Toutes les questions d’Élisabeth furent vaines, Maria ne voulut lui rien dire de plus, et ensemble elles coururent à la salle à manger, dont les fenêtres donnaient sur la route, pour voir cette chose si merveilleuse : c’étaient deux dames en phaéton arrêtées à la grille.

« Quoi ! n’est-ce que cela ? s’écria Élisabeth ; je croyais que tous les cochons du village étaient pour le moins entrés dans le jardin, et ne voici que lady Catherine et sa fille !
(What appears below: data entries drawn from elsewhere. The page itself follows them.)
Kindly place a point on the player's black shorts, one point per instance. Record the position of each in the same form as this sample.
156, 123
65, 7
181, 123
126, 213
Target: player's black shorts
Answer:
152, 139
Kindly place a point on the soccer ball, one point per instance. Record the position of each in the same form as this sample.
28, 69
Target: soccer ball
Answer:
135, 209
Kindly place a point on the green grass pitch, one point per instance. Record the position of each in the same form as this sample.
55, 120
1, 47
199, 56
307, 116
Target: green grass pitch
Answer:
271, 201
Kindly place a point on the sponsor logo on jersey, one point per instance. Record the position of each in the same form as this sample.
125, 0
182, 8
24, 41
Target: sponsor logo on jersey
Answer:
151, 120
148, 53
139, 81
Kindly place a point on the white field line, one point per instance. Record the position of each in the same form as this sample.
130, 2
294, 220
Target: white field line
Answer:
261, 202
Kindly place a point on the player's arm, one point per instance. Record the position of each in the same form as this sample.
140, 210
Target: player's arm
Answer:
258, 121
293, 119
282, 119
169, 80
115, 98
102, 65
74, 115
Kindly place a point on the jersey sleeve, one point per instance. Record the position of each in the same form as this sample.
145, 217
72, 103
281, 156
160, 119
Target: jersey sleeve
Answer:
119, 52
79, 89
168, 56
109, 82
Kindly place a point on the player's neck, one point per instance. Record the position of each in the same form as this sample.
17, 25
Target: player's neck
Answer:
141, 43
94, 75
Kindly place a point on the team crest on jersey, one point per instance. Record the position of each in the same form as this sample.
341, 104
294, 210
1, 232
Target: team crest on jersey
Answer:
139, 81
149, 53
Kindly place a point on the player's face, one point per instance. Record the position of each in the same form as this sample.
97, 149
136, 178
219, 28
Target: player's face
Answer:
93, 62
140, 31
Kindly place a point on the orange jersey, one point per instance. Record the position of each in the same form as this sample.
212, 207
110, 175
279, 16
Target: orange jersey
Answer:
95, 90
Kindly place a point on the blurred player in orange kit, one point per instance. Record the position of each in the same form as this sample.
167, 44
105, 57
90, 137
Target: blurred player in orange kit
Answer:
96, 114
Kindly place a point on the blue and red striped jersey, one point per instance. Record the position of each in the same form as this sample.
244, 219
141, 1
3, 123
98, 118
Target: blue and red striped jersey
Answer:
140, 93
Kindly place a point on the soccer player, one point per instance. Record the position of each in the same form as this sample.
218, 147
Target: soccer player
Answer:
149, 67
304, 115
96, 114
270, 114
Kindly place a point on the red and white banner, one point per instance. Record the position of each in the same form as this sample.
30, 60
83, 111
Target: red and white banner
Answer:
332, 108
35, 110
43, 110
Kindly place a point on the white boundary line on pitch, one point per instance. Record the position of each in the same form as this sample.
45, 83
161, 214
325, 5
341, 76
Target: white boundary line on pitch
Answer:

— Oh, ma chère, dit Maria fort choquée d’une pareille méprise, ce n’est pas lady Catherine : la vieille dame est Mme Jenkinson, qui demeure avec elle, l’autre est Mlle de Brough. Mais regardez-la donc, elle n’est pas si grande que moi : qui aurait pu s’imaginer qu’elle fût si maigre et si petite !

— Elle est bien malhonnête de tenir Charlotte sur la route d’un temps si froid, que n’entre-t-elle ?

— Oh ! Charlotte dit qu’elle ne le fait presque jamais ; c’est une faveur toute particulière lorsque Mlle de Brough daigne entrer ici.

— J’aime son extérieur, dit Élisabeth, occupée d’une tout autre idée ; elle paraît malade, et a l’air chagrin… Oui ! elle lui conviendra à merveille ; voilà absolument la femme qu’il lui faut. »

M. Colins et Charlotte, tous deux debout à la grille, discouraient avec ces dames, et sir William, au grand divertissement d’Élisabeth, était posté près de la porte en contemplation de la noble dame, saluant fort respectueusement chaque fois qu’elle tournait les yeux de son côté.

À la fin, on n’eut plus rien à se dire ; ces dames continuèrent leur chemin, et les autres revinrent à la maison. M. Colins, comme il rentrait, aperçut sa sœur et Élisabeth, et sur-le-champ il les vint féliciter de leur bonne fortune, ce que Charlotte expliqua, en leur faisant savoir qu’ils étaient tous engagés à dîner le jour suivant à Rosings.